All you need to do is replace Nazi Germany and the Italian fascists with Russian and Iran. We're not comparing the nature of these regimes. But in their active support of Syrian President Bashar al-Assad, Moscow and Tehran have a strategy, and they're enforcing it without qualm or hesitation. But Western democracies have so far been behaving as they did in their support of the Spanish Republic back then: with a mixture of cravenness and contradiction, incapable of devising and applying a coherent strategy.
Will the Russian fear of being drowned by the influx of refugees bring change where the hundreds of thousands of dead Syrians, civilians for the most part, weren't enough to awaken our consciousness?
The fallout from the Paris attack will also undoubtedly factor in as well.
Shakespeare once wrote a play entitled The Comedy of Errors. It would be tempting to describe the ongoing Syrian conflict as the "tragedy of errors." One after another, they make up a sort of catalogue of what shouldn't be done. Even though men in general struggle to learn from the past, a little flashback is necessary to move on to a new phase.

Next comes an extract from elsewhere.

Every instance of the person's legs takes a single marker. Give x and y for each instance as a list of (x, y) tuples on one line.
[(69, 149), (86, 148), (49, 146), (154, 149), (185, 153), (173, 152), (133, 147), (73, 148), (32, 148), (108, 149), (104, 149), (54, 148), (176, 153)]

The first sin, committed at the beginning of the Syrian civil war, was the pride that saw Western leaders claim that the regime would imminently collapse. "It's a matter of weeks, months at most," was what Washington, Paris and Jerusalem all believed. Yet even while proclaiming the inevitable fall of the Assad regime, these countries were doing so little to bring it forward.
When the West blew it
I still strongly believe — perhaps wrongly — that at the beginning of the revolution there was a short window of opportunity that could have made the difference, if we'd helped them quickly and significantly. That didn't happen.
As prisoners of doubt, we've executed the worst of policies, that which consists in talking a lot and doing little. The high point of this non-strategy was in early September 2013, when President Barack Obama's America decided not to react to Assad crossing a "red line" by using chemical weapons on his own people.
That day, President Vladimir Putin's Russia understood that it could move its pawns in Eastern Europe and in the Middle East and get away with it. By getting its military force involved the way it has been on a large scale for several weeks, Russia has changed the whole game, especially diplomatically.
It's now become politically impossible to do without Moscow and, since the Iranian nuclear deal, without Tehran. No diplomatic solution is conceivable without the active participation of the U.S., Russia, Iran, Saudi Arabia and Turkey, to which we should also add European countries such as France, Britain and probably Germany, not to mention the EU's High Representative.
Is a compromise conceivable? That will depend first and foremost on Washington's ability to finally define a strategy that goes beyond purely symbolic gestures, like its decision to send 50 special forces troops to help reconquer Raqqa.
Of course, Moscow's bet could eventually prove to be too risky, with negative consequences for the Russian regime. It appears increasingly probable that the Russian plane that crashed in the Sinai was bombed, as the Egyptian branch of ISIS claimed. The Russians are proud of their newfound diplomatic centrality, but they'll be weary of the human cost. The specter of Soviet engagement in Afghanistan isn't that far away. Russians, military or civilians, aren't ready to die so the Assad family can remain in power.
The definition of our regional priorities are best summed up with the expression "squaring the circle." Ideally, any policy should recognize the ISIS threat as a priority without forgetting the criminal character of the Damascus regime. Which, to be sure, means we need a compromise: Assad leaving power is no longer a prerequisite to opening a new round of negotiations, but there can be no deal without his retreat from power.
It's up to Moscow now to convince Tehran.